A number of devices to equalize this pressure differential have been developed, many of which are called “pressure equalization ports”, or, alternatively, pressure relief ports, vents, or ventilators. All of the devices provide for a flow lumen or passage to be disposed between the sealed chamber and the outside of the refrigeration unit, so as to allow the flow of air therebetween. This flow allows high pressure air outside the unit to flow into the chamber when a low pressure develops, thereby equalizing pressure between the inside and outside of the unit. Pressure equalization ports and other pressure equalization devices serve the purpose of reducing the time required to open a pressurized door and access a refrigeration chamber. This time differential can be over 5 minutes, depending on pressure and port size.

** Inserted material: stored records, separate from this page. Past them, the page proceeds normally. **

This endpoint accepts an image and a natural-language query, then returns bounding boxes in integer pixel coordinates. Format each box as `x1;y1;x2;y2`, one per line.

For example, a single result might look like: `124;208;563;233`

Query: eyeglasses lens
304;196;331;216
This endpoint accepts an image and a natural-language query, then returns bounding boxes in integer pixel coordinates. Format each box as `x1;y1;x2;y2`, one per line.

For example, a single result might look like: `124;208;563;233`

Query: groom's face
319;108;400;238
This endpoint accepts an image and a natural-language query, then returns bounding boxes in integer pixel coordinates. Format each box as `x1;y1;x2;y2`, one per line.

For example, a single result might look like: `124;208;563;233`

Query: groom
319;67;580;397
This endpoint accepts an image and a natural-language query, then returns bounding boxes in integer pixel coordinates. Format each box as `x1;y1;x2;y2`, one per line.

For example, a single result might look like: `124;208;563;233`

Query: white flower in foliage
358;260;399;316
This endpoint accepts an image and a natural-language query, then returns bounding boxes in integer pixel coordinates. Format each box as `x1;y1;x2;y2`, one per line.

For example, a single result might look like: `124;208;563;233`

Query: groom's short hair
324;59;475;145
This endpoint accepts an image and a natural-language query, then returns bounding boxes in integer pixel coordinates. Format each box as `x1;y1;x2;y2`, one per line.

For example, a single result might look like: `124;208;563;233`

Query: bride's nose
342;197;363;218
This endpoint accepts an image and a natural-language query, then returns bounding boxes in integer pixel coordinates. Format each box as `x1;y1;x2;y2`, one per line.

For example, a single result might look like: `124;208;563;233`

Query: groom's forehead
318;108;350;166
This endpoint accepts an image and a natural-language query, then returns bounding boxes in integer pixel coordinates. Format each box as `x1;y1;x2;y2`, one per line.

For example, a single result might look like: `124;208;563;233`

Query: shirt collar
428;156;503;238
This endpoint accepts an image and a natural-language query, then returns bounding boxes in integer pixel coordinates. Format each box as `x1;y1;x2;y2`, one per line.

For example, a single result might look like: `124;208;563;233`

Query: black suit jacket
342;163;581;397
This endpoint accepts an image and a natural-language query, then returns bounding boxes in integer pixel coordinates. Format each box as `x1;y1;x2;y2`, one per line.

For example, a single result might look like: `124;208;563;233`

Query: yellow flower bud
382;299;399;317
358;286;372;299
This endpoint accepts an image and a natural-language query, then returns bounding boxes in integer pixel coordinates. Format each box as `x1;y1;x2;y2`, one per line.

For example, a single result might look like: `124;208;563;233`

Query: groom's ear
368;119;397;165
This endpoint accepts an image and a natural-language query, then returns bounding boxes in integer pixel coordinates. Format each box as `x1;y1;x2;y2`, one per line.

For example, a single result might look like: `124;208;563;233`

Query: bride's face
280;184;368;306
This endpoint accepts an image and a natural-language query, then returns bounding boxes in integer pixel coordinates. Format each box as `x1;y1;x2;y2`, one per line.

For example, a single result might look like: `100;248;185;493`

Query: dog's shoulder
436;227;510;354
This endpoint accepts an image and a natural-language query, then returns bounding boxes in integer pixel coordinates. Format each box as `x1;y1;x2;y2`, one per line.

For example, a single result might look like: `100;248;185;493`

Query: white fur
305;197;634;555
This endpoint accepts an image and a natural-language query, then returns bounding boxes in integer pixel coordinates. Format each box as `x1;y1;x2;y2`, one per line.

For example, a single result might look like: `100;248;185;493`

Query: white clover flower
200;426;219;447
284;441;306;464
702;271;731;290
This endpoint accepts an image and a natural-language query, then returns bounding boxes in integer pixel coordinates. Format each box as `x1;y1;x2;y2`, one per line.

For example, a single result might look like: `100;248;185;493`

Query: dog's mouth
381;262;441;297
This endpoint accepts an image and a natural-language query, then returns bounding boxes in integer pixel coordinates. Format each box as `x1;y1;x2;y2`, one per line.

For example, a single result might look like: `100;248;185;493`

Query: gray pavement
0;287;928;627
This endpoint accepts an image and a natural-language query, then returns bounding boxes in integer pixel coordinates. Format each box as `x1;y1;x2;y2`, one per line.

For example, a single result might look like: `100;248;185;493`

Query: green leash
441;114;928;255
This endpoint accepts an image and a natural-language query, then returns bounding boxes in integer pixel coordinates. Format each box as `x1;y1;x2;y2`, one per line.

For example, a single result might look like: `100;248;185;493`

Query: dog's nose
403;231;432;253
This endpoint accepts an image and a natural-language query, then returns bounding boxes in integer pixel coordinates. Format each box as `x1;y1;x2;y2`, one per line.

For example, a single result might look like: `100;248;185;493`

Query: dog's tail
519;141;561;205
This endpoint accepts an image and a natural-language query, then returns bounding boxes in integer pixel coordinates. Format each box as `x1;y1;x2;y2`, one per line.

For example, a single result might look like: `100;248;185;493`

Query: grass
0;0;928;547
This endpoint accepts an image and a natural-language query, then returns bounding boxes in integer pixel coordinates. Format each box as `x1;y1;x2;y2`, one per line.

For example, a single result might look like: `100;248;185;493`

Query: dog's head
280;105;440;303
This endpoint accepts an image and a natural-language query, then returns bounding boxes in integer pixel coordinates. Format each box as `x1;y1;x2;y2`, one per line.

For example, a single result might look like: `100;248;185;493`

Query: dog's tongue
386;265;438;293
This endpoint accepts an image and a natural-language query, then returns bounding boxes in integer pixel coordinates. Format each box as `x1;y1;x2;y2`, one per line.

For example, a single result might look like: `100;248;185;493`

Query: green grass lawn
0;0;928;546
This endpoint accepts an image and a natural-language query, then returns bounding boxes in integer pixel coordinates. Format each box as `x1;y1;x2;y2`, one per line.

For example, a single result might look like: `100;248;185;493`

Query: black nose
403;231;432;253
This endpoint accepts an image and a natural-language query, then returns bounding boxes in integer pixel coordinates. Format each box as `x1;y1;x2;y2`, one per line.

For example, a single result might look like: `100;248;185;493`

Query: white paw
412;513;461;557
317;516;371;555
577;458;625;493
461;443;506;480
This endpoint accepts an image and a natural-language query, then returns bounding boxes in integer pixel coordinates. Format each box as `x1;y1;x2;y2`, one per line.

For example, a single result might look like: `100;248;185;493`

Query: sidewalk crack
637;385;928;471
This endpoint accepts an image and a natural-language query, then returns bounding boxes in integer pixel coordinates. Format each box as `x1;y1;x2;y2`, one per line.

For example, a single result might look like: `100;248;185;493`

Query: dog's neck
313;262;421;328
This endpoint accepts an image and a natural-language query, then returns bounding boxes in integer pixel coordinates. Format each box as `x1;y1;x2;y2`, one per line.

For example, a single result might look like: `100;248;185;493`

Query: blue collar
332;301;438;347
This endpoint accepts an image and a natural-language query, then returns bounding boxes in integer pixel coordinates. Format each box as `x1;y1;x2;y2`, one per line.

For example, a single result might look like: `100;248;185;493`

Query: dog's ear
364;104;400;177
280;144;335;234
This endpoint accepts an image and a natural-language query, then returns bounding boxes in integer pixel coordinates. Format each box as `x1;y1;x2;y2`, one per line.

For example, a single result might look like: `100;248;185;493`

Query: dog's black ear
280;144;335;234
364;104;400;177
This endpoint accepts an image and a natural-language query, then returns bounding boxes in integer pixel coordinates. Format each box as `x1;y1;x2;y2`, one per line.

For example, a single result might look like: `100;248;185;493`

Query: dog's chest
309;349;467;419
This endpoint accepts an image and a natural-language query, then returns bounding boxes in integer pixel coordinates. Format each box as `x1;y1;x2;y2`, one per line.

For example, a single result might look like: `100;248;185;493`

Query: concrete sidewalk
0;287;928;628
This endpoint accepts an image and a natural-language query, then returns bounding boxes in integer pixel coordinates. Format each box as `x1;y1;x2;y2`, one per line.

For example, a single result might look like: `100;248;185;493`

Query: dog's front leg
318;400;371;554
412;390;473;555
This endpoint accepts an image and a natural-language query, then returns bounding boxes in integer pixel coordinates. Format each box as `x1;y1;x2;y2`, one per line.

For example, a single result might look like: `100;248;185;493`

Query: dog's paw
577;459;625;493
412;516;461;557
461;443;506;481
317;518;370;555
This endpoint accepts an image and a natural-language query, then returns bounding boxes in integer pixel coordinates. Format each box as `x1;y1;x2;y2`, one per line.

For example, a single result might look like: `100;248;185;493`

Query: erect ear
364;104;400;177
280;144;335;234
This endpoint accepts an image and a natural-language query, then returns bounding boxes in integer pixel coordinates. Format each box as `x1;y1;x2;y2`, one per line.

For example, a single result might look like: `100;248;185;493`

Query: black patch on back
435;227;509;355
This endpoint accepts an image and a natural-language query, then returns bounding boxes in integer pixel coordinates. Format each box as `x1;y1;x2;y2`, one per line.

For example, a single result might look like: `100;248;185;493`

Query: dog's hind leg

With regard to port size, the flow passage cannot be so large as to allow significant heat losses, thereby negating the refrigeration achieved by the unit. The ports are therefore generally small in relation to the size of the refrigeration chamber and refrigeration unit. One drawback of existing ports is that the cooling of warm moist air in the refrigeration chamber tends to create condensation and ice crystals within the chamber. The relatively small size of flow passages and openings in existing pressure equalization ports tend to allow for the formation of ice crystals around the port as warm moist air flows through them. These ice crystals can accumulate to such a degree as to block the flow through the port. A need exists therefore, for a port that efficiently allows for equalization of pressure by providing effective flow pathways.
To improve operation, pressure equalization ports may include devices or features that heat the device and the flow through the device. Not only does this prevent the formation of condensation, but it also creates more of a pressure gradient, and therefore higher flow rates, through the port. Yet, adding such heating devices can complicate the structure of the refrigeration unit and create added costs in manufacturing and supplying the device with energy. The prior art devices supply heat energy through electric power sources, which can be inefficient in delivering thermal energy to the port, expensive in terms of energy used, and dangerous to operate and maintain. The efficiency of any heating device is also important in that adding any device generating heat near a refrigeration chamber can naturally reduce the effectiveness of the chamber. Therefore the heating apparatus and method should more effectively supply heat to the pressure equalization port without negatively affecting the overall performance of the refrigeration unit.
Accordingly, it is desirable to provide a method and apparatus for equalization of pressure differentials in refrigeration units which provides for effective flow pathways into a refrigeration chamber and efficiently prevents such flow pathways from obstruction while equalizing pressure in the chamber.